Kalakuko Fish and Meat in a Loaf.

Today I'm going to post about another European Union member Finland. Although they have had the terrain, climate and history of their country against them, the Finns have succeeded in developing ( Nokia company) and preserving a society with high standard of living.
The most famous Finnish pasty, the kalakukko or kalakuko, comes from the province of Sovo in Central Finland. The name means "fish cock". You can find stalls selling kalakuko in all markets and all bakers sell kalakukko like a specialty. Because the pasty looks like a round loaf, it is possible to buy one by mistake. Many people have set out with the intention of buying a loaf of bread and have gone with kalakuko.



  • 1 kg rye flour
  • 1 Tbs salt
  • 2 Tbs butter
  • 1 1/2 kg vendace or perch
  • salt and freshly ground black pepper
  • 250 g fatty pork
  • 150 g bacon
  • 1 bunch dill, washed

Mix flour, salt and butter with 1 liter of water . Leave a side. Prepare the fish for cooking (scale, gut and remove head and tail).
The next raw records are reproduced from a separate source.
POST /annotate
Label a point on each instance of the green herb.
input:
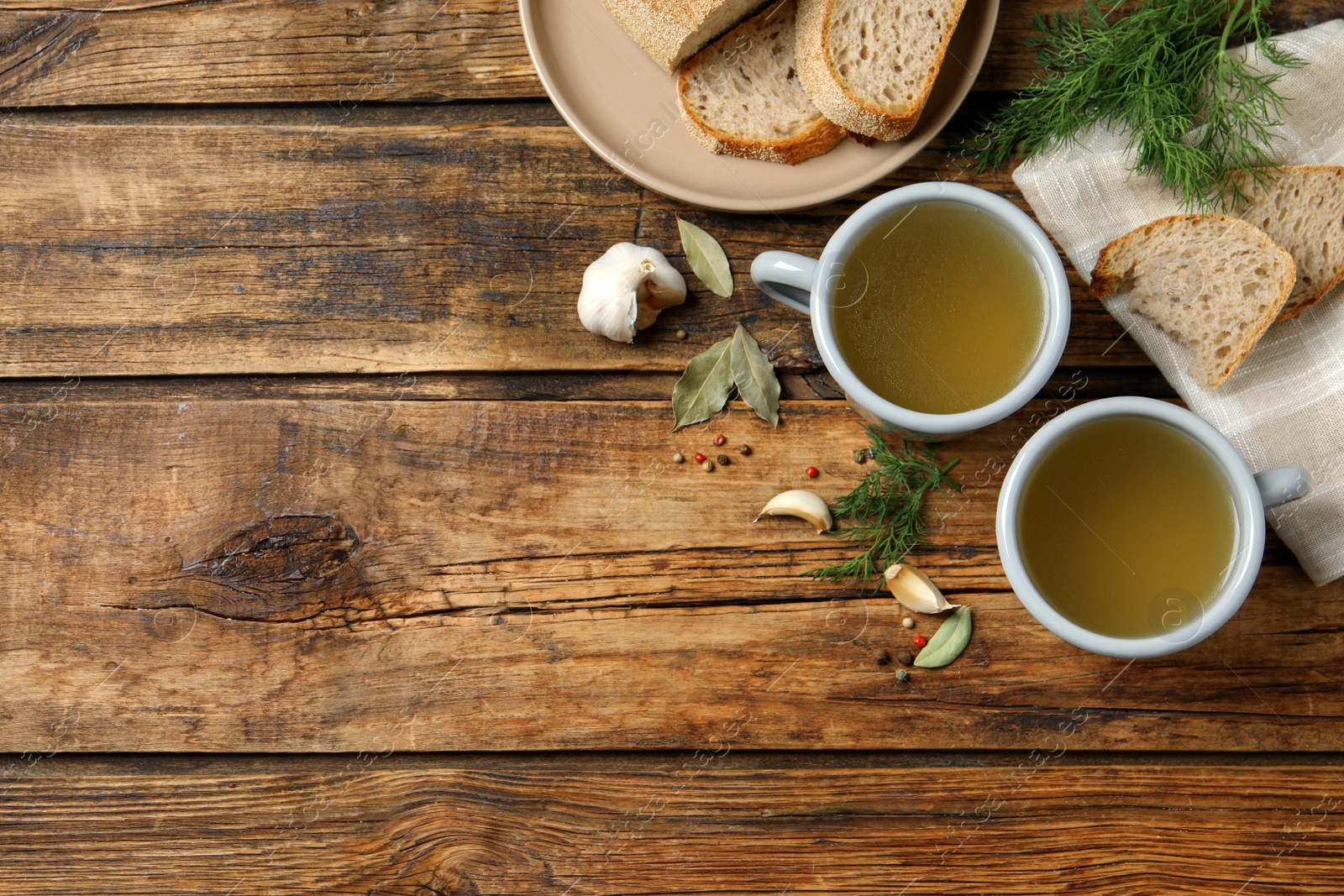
(948, 642)
(711, 375)
(886, 508)
(706, 258)
(1159, 70)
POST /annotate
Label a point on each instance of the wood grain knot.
(281, 569)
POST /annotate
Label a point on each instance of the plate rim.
(674, 190)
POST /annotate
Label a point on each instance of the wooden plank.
(273, 575)
(343, 51)
(339, 51)
(452, 241)
(690, 826)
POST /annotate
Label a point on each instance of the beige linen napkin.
(1285, 403)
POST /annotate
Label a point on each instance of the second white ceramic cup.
(1180, 620)
(811, 285)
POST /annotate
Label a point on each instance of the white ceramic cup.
(811, 288)
(1180, 620)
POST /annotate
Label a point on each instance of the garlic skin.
(625, 289)
(803, 504)
(914, 590)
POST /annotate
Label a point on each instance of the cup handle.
(1283, 484)
(785, 277)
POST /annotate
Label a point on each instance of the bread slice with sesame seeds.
(672, 31)
(870, 65)
(741, 96)
(1303, 211)
(1211, 281)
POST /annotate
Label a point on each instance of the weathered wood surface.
(276, 575)
(689, 826)
(346, 51)
(428, 238)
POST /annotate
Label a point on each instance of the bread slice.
(672, 31)
(1303, 211)
(1211, 281)
(741, 96)
(869, 65)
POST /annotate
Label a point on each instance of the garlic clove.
(914, 590)
(625, 289)
(803, 504)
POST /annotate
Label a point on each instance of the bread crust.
(833, 98)
(669, 38)
(1294, 309)
(1108, 277)
(816, 140)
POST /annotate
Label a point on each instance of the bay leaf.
(948, 641)
(705, 387)
(706, 258)
(754, 376)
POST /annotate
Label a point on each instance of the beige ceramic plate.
(624, 107)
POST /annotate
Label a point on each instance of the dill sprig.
(1159, 70)
(886, 510)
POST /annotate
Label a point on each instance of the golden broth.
(1124, 519)
(941, 309)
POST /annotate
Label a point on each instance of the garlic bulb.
(914, 590)
(625, 289)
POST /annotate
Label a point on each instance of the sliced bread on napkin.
(1303, 211)
(870, 66)
(741, 96)
(672, 31)
(1211, 281)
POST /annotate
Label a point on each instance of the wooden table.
(338, 558)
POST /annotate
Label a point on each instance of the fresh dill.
(886, 510)
(1159, 70)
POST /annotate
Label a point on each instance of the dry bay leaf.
(754, 376)
(706, 258)
(705, 387)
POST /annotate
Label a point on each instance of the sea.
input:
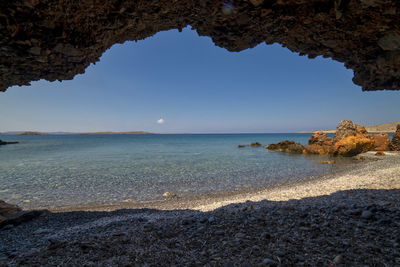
(47, 171)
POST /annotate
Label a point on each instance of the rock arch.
(57, 39)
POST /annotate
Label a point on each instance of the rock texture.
(13, 215)
(319, 143)
(55, 40)
(395, 143)
(381, 142)
(7, 143)
(350, 140)
(352, 145)
(287, 146)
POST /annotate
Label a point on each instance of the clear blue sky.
(197, 87)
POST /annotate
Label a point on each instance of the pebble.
(366, 214)
(269, 261)
(219, 232)
(338, 259)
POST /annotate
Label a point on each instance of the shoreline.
(344, 179)
(348, 218)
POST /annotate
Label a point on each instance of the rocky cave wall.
(57, 39)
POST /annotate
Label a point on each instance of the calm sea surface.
(64, 170)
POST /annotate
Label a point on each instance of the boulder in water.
(395, 143)
(381, 142)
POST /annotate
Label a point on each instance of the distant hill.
(384, 127)
(378, 128)
(68, 133)
(100, 133)
(31, 133)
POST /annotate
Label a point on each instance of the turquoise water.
(64, 170)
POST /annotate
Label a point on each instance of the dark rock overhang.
(57, 39)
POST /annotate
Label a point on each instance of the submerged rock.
(12, 214)
(256, 144)
(7, 143)
(381, 142)
(316, 149)
(321, 139)
(287, 146)
(351, 146)
(350, 140)
(395, 143)
(169, 195)
(6, 208)
(319, 143)
(344, 129)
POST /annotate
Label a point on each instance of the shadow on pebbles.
(346, 228)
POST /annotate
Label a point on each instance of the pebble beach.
(348, 218)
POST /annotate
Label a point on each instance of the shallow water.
(66, 170)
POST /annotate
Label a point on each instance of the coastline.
(347, 218)
(374, 173)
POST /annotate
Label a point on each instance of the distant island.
(378, 128)
(31, 133)
(101, 133)
(71, 133)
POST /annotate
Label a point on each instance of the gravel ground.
(351, 218)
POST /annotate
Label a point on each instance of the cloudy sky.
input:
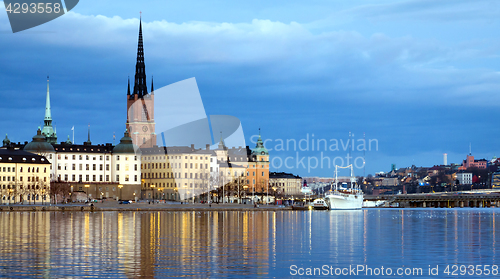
(420, 78)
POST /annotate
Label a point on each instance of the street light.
(10, 194)
(120, 186)
(87, 186)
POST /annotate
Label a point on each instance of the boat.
(300, 206)
(320, 204)
(305, 189)
(344, 197)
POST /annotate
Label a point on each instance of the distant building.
(469, 162)
(285, 183)
(258, 168)
(24, 177)
(495, 182)
(464, 178)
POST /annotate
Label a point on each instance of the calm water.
(242, 244)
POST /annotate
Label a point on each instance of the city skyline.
(420, 88)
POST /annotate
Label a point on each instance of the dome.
(260, 149)
(126, 145)
(39, 144)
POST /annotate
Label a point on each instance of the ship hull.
(344, 201)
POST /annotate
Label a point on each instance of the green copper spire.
(47, 104)
(47, 130)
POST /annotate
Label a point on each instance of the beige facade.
(285, 183)
(24, 177)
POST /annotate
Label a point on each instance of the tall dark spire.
(152, 86)
(140, 87)
(128, 90)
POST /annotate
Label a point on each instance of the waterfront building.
(24, 177)
(257, 174)
(470, 162)
(464, 178)
(140, 103)
(101, 171)
(285, 183)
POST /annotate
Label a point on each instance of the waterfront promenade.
(142, 206)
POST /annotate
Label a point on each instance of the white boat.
(344, 197)
(319, 204)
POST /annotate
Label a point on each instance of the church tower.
(140, 104)
(48, 130)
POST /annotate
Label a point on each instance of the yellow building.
(257, 174)
(24, 177)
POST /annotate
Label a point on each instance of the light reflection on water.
(239, 244)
Wash, dry with kitchen paper and season with salt. If you using one large fish instead of several smaller ones, cut the fish into 5 cm wide pieces.
Cut the pork into thin stripes, dice the bacon and chop the dill. Sprinkle a work place with flour and roll out the dough on it an oval shape. layer the fish and the meat in the middle, covering them with bacon and dill. Season with salt and pepper. Brush the outside of the dough with water and close over the filling, pressing down firmly. Smooth the top with wetted hands and sprinkle with rye flour. bake in the oven 250C until the top gets some color. Then wrap in aluminum foil and cook in the oven for 5-6 hours at low temperature 150C. Baste occasionally with pork fat. Leave to cool after baking and cut like bread into thick slices to serve. Kalakuko is eaten hot or cold with butter and accompanied by cold milk or buttermilk.

1 comment:

Tammy Duplessie said...

My husband loves fish and he goes fishing and brings home perch a lot, so I am definitely going to try this recipe.